The hypocrisy isn’t subtle anymore. Fans are tired of watching so-called “female-led” films that still find ways to objectify women. Thamma’s marketing may shout “strong woman superhero”, but critics are asking: strong for whom?
When the camera ogles more than it observes, empowerment turns into parody. And fans, especially women, have had enough.



🔥 4. Lokah’s Quiet Revolution

Meanwhile, Lokah didn’t have a massive budget, a big release, or a PR army. What it had was integrity. It didn’t pretend to be progressive — it just was. Its female superhero wasn’t dressed for the male gaze, she wasn’t cracking jokes at queer people’s expense, and she didn’t need a male co-star to “complete” her arc. Fans saw that sincerity and crowned Lokah as the real deal.



💥 5. Thamma’s Risky Trap — Style Over Substance

Thamma is flashy, funny, and full of meta-humour — but sometimes, it feels like it’s laughing at the very audience it’s trying to impress. Fans argue that Maddock’s tone-deaf humour — often mocking marginalised groups under the guise of “fun” — keeps betraying its own themes. The result? A film universe that claims to be woke but keeps hitting snooze.



🧨 6. The Fan Divide: culture vs Commerce

The internet has split right down the middle. Team Thamma says it’s all entertainment — “chill, it’s a diwali film.”
Team Lokah replies: “Cinema is culture — and culture has consequences.”
While one side cheers for box-office fireworks, the other is holding the industry accountable for the smoke it leaves behind.

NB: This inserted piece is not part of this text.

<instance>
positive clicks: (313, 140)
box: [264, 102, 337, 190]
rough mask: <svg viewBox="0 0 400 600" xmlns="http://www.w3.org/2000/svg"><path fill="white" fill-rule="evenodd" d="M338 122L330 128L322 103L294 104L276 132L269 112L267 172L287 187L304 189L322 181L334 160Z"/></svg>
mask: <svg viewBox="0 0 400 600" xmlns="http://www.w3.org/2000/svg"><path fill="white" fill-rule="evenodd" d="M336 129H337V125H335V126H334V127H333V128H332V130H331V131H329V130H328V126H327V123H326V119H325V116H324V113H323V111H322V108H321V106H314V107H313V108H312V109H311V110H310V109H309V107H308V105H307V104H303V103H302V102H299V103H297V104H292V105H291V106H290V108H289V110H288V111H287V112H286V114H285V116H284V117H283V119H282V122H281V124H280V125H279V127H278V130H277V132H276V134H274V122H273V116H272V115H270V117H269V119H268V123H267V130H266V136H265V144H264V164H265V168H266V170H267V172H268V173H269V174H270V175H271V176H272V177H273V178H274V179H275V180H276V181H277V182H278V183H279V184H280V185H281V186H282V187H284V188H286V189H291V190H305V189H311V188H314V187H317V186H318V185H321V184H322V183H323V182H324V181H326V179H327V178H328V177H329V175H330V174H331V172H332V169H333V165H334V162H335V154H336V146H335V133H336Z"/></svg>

⚡ 7. The Verdict — Superheroes Don’t Need Capes, They Need Convictions

In the end, this battle isn’t about special effects or star power — it’s about ethics in storytelling. Lokah fought patriarchy. Thamma, unintentionally, might be fuelling it.
And that’s the bitter irony of modern Bollywood: when the real villain isn’t the monster on screen, but the mindset behind the camera.